В представлении А. Белого, как, впрочем, и других символистов, вопрос о роли сознания в художественном творчестве связан с проблемой соотношения содержания и формы. Рассмотрев возможные варианты решения этой проблемы – «от сознанием отчетливо расчлененного парнассизма до аморфного романтизма и наивного декадентства», – Белый приходит к выводу: преодолеть антиномию содержания и формы может только символизм. И происходит это преодоление в процессе творчества: «Антиномичность формы и содержания (двоица), вот начало творения: непонятное увенчание их единством есть конец. И конец тот в произведении дан». Законом творчества для символической школы является, следовательно, «безусловное, нераздельное единство между формой и содержанием». Но такое представление о законах творчества не позволяет установить раз и навсегда данные эстетические нормы, так как каждый раз в процессе создания произведения искусства и законы будут создаваться заново, чтобы отвечать содержанию, которое, по Белому, есть «напевность души», и соответствовать материалу творчества, который и диктует выбор «оформляющей техники». Объективные ценности, должные быть незыблемым ориентиром в творческом акте, в результате оказываются за пределами эстетики. Таким подходом Белого к проблеме «содержание-форма» обусловлена декларируемая им свобода выбора форм творчества, ограниченная, однако, свободно принятым внутренним каноном: «<...> ибо свобода есть свобода в каноне, а не свобода от канона, а сказать, что искусство имеет внутренний свой канон, – это значит утвердить свободу искусства, как путь, – и не как беспутицу вовсе».

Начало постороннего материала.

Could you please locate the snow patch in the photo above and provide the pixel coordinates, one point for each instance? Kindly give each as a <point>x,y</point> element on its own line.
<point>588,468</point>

Проблему внутреннего канона более детально исследовал в статье, также опубликованной в 1912 году (Манера, лицо, стиль // Труды и дни. 1912. № 4), Вяч. Иванов. Говоря о переходе художника от субъективной формы творчества (манеры) к стилю, представляющему собой объективацию субъективного содержания личности, он отмечает, что в этот момент деятельность художника становится нормальной, так как он, «отвергаясь единоличного произвола и уединяющего своеначалия, свободно подчиняется объективному началу красоты, как общей категории человеческого единения, – и вместе впервые нормативной, поскольку то, что утверждается в его творчестве, вытекая из подчинения общей норме, приобретает характер объективной ценности». Следуя далее по пути самоограничения, художник может достигнуть самого высокого уровня – обрести большой стиль, который требует от него самой большой жертвы – «целостной самоотдачи началу объективному и вселенскому или в чистой его идее (Данте), или в одной из служебных и подчиненных форм утверждения божественного всеединства (такова, например, истинная народность)». Но первым этапом на пути обретения большого стиля должно быть «освобождение души <...> как событие внутреннего опыта», что и является, по мнению Иванова, целью истинного символизма.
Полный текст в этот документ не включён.